Wednesday, January 11, 2012

Books Read 2011 Data Mining


Sometimes I wish that I'd taken more stats, so that I could do some better plotting of data. Either way, the sample of books I read in 2011 is probably too small to be meaningful. However, just for kicks, here's some data in chart form.

Authors
This graph by nationality is pretty unsurprising, as all of the books that I read last year were in English (the only language that I know), and only two of them were translated from another language (If on a winter's night a traveler and Invisible Cities, both written in Italian by Italo Calvino). There's a somewhat higher proportion of writers from the British Isles than you might expect, however.
Again, this is not surprising. The genres that I read tend to be dominated by men, and authorship generally tends to be dominated by men (for whatever reason). The one unknown there is K.J. Parker, which is a pseudonym whose author has not been revealed.

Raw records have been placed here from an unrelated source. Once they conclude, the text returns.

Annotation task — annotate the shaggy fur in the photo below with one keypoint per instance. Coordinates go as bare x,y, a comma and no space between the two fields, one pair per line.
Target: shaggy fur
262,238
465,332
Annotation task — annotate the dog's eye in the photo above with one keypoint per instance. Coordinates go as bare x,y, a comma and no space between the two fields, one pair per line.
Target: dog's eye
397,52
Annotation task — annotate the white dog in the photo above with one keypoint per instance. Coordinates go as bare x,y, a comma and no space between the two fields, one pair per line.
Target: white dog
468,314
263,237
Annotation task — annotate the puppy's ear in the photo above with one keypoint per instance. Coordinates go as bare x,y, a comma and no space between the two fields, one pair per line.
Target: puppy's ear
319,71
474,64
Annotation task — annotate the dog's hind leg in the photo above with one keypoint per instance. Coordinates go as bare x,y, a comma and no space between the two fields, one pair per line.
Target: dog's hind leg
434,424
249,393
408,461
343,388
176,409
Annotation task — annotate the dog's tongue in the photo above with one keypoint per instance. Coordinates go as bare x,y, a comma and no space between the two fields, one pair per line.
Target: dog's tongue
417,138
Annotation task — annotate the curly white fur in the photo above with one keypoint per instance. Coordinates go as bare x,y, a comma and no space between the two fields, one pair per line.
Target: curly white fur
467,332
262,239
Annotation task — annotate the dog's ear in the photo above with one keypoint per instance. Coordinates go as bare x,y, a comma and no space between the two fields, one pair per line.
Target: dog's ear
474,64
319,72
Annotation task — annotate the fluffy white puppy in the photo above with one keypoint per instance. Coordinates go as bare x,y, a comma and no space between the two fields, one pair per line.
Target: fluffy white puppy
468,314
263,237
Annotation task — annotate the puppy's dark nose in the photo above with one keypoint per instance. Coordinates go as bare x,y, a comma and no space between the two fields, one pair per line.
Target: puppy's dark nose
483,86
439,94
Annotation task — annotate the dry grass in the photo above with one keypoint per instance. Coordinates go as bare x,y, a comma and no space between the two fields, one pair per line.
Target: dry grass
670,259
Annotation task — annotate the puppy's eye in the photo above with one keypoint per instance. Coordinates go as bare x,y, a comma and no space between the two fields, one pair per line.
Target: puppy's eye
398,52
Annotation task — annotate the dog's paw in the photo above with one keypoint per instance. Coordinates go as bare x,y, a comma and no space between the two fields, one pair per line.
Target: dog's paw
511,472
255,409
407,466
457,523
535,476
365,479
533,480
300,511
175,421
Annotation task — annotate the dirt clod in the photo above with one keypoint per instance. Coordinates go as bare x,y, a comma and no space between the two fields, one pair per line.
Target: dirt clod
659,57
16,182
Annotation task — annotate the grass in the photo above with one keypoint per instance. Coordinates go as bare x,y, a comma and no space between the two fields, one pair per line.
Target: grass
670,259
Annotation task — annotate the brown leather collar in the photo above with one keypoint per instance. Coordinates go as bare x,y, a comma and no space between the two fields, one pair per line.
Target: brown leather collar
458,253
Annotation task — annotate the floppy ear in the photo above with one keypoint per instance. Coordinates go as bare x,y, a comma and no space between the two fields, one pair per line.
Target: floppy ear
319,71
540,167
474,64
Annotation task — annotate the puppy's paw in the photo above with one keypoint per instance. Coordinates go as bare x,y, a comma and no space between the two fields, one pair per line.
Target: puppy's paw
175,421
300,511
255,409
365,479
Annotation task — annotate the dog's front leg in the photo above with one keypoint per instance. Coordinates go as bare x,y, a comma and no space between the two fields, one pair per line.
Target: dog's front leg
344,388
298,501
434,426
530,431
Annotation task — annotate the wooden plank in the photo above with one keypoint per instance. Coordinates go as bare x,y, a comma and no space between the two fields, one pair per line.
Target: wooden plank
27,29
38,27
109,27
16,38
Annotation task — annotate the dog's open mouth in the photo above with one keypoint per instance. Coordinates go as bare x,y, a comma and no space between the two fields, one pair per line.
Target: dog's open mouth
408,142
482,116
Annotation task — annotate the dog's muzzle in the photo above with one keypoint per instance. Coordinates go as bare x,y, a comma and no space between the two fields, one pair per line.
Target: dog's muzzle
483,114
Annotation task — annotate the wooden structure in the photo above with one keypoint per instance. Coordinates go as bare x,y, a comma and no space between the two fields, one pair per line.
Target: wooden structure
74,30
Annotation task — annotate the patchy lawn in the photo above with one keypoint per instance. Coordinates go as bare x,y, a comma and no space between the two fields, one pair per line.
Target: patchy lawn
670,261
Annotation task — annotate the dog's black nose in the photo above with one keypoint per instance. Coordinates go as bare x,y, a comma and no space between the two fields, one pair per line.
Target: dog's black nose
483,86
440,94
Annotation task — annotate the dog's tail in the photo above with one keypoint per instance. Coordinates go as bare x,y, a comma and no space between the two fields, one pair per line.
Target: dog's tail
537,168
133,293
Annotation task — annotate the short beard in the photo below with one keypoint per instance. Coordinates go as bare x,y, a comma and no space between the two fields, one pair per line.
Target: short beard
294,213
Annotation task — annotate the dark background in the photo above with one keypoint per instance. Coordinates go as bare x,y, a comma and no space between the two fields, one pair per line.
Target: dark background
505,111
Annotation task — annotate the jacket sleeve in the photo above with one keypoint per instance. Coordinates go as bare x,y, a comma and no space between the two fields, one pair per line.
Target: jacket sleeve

Here's another reason for some of the skew - when I read, I tend to read through lots of the same author at once. I read eight books by Charles Stross, which encompassed two different series and a number of one-ofs. I was only a few shy of reading every book he's published all in one year. I did the same for Iain M. Banks, though there are still two left on my nightstand that I'm either in the process of finishing or starting. I read a total of 60 books written by 32 authors, meaning about two books per author (though as is obvious from this graph, there were a number of outliers here). If I break it down into "Authors that I've read before" and "Authors that were new to me this year" the split is 12:30 (6:15).

Genres
This is a fairly hard thing to quantify, and I did it fairly arbitrarily. If I were going to run the data again, I would probably just use Amazon's genres. The Laundry Files series by Charles Stross are British spy thrillers with Lovecraft thrown in. Should they count as thriller, horror, or fantasy? Does a book about superheroes get put under science fiction or fantasy? Actually, if I had to do it over I would have a "check all that apply" system.

Books
This is a histogram of all the books, arranged by length. Note that this isn't *true* length, because it goes by pages rather than word count (or even better, character count). However, word count and character count aren't often readily available, and it was much easier to just jot down the number of pages from whatever I was reading. The longest book was Reamde at 1042 pages, while the shortest was Invisible Cities at 165 pages (that felt more like a short story or poetry collection than a proper book). You can see the excepted S-curve there: I've got outliers at both the long and short ends of the graph. A quick observation is that genre fiction tends to be much longer than non-fiction or artsy stuff. The average (mean) number of pages per book was 431, while the total number of pages read over the course of last year was 25,862.